Continuing to work on form, I ran my usual timed loop (elevation profile pictured below.)  But I didn’t race.  Sure, I glanced down at the garmin here and there.  But my objective today was NOT speed.  My objective was form (Chi Running form).  Again,  my focus today was my step (my mantra, I know it’s simple, was “lift, lift, lift, lift, lift as in LIFT MY FOOT – you’d think that would be obvious, but to my body, it’s not). 

My Activities aliso wood cyns 4-13-2011, Elevation - Distance

I did not run myself into the ground running through Wood Canyon like I usually do when I time this loop.  In fact, I stopped several times in order to check my column.  I must have stopped five times running through the Canyon.

The dilemma today was of course, Meadows Trail – the big, big climb.  I jumped quite ahead in my Chi Running training by taking on Meadows Trail (about miles 3.5 through 5 on chart above).  But I just didn’t want to give up my hill training.  So I read up again on hills in Chi Running before heading out this morning, and gave it a shot.

To begin, I usually run Meadows in its entirety when I race this loop.  But I often run on my toes when it gets really steep.  Today, I NEVER ran on my toes using an interesting technique described in Dreyer’s book.  I even stopped at least three times going up Meadows to re-straighten my column.  And still, after all the stops, and the fact that I wasn’t racing, I made it to the top of meadows in 1:03!!  That’s my usual time when I RACE this loop!  Believe me.  I was quite surprised.

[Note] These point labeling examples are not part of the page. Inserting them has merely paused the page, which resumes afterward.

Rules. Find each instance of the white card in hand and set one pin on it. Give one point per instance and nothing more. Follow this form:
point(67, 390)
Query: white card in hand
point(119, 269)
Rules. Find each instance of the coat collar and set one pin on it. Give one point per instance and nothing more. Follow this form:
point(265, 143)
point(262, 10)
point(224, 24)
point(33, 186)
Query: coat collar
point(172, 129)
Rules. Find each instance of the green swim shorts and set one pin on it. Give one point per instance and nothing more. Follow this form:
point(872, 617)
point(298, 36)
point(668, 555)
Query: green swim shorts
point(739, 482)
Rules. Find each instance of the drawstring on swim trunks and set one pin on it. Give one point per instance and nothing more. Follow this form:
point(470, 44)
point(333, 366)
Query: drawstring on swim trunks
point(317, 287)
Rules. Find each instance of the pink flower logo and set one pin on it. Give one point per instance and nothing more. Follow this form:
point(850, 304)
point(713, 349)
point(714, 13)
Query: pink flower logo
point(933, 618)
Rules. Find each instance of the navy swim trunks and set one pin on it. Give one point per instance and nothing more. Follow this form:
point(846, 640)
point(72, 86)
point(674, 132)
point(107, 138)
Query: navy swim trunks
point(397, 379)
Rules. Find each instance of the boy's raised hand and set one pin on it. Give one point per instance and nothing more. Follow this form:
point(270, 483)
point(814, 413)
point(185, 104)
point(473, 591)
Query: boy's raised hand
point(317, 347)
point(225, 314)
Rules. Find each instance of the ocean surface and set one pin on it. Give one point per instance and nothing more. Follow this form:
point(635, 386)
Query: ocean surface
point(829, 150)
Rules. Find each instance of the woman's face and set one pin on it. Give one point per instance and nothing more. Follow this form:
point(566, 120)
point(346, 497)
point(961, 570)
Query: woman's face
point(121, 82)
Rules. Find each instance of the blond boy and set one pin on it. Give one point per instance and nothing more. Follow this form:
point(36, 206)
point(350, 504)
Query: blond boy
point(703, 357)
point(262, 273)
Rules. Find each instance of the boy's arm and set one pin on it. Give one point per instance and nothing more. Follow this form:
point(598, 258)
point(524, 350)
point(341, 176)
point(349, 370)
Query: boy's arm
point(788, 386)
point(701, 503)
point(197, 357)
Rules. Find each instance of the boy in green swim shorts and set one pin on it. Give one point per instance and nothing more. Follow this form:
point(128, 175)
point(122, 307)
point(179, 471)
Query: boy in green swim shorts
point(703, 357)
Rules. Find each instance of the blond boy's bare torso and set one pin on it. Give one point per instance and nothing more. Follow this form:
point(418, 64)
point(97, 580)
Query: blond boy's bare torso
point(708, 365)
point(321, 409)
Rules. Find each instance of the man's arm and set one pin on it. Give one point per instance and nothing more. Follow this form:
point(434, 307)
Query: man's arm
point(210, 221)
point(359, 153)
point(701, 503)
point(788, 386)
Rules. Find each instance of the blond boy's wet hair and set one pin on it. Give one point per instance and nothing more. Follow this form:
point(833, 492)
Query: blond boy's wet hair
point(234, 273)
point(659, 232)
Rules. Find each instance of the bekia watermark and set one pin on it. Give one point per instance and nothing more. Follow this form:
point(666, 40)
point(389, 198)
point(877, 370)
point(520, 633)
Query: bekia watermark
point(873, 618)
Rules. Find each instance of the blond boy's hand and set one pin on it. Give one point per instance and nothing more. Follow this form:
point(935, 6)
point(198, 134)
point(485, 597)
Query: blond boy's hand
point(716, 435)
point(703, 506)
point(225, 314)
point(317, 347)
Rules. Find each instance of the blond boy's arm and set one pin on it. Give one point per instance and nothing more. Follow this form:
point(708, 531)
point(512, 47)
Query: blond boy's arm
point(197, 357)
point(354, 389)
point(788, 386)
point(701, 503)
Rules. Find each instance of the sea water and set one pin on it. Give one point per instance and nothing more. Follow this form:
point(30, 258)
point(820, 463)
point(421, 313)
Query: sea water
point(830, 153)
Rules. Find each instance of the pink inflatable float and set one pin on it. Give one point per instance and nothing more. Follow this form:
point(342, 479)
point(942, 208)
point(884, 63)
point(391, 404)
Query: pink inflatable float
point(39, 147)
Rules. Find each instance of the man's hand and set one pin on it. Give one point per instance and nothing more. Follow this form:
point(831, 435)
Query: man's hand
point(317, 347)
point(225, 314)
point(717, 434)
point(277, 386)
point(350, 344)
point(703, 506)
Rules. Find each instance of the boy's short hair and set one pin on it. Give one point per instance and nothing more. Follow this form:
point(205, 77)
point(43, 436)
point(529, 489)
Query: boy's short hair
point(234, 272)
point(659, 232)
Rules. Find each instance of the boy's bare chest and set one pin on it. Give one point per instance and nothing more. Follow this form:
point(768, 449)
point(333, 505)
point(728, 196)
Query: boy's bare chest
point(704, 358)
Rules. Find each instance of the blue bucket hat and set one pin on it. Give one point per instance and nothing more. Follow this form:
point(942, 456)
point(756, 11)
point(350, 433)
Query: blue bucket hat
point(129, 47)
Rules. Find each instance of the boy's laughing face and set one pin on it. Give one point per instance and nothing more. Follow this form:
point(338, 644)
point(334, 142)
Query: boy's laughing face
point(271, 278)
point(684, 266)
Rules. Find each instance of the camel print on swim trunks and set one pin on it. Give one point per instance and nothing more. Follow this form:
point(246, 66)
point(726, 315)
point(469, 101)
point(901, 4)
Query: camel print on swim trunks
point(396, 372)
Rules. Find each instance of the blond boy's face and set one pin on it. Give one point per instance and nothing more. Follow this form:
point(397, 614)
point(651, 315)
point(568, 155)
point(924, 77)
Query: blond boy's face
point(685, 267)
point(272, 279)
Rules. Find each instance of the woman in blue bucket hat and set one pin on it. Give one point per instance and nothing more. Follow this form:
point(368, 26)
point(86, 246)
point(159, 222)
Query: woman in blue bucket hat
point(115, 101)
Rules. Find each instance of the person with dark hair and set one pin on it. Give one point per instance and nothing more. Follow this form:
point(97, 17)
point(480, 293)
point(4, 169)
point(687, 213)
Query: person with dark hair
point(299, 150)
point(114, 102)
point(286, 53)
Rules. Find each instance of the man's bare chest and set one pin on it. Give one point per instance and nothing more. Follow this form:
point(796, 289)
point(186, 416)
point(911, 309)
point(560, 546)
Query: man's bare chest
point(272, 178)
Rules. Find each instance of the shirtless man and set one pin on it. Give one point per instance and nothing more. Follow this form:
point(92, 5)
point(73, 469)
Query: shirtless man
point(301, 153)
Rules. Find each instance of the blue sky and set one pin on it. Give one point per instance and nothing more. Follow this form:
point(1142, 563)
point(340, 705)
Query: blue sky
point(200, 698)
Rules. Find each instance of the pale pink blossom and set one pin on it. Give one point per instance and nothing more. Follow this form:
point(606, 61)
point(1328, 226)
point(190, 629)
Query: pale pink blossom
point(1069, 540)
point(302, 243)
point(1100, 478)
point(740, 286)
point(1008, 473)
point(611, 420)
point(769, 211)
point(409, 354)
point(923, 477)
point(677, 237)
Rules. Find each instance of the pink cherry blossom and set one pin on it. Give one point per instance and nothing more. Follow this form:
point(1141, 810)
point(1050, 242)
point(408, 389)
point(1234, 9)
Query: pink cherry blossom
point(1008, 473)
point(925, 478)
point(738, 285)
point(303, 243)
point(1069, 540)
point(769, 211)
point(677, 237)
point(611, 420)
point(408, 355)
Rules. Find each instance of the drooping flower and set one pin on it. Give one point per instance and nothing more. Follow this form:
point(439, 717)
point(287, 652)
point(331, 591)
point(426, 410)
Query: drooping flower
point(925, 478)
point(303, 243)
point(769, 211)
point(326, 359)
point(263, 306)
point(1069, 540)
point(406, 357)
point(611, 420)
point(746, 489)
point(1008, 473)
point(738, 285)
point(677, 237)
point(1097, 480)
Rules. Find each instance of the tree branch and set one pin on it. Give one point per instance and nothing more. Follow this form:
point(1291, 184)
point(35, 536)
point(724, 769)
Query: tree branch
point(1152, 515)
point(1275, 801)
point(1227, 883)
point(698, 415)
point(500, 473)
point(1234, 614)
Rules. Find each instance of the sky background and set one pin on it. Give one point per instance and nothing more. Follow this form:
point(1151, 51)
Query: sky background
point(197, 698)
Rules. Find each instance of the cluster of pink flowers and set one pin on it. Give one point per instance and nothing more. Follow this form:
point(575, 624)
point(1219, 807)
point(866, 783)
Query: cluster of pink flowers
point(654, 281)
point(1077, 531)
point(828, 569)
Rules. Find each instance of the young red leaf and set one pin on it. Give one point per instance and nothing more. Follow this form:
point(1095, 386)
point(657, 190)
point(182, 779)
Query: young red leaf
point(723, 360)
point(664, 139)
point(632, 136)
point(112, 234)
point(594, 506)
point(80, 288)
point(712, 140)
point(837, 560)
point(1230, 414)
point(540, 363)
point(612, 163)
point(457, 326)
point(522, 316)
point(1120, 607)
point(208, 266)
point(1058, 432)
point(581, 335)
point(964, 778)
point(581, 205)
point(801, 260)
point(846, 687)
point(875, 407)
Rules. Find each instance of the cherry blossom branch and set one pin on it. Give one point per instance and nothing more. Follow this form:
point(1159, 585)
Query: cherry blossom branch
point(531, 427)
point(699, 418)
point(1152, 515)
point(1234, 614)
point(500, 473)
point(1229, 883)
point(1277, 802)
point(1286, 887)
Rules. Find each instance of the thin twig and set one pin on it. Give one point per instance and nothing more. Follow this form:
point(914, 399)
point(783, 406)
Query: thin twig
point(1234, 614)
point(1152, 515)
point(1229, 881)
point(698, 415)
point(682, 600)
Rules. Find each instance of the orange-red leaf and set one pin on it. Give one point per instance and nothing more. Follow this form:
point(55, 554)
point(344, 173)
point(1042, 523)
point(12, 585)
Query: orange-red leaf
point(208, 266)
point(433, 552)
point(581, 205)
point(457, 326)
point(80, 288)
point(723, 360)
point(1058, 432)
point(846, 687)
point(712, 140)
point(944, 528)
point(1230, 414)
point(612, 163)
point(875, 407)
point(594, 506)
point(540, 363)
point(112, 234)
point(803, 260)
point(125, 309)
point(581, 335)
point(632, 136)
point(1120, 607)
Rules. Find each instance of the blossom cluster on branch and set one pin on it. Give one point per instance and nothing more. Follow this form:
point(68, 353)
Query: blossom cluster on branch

I cannot really say that Meadows Trail was easy today.  I found it difficult to lean into the hill and keep my core engaged.  But I tried, and when I reached the top, I was not drop-dead tired.  I kept on running on to Top of the World.  And when I reached it, I have to say that I kicked butt running across the ridge. 

Me? Kick butt? 

Nah.  But I did run comfortably, with strength, and at a greater speed than usual after running up Meadows Trail.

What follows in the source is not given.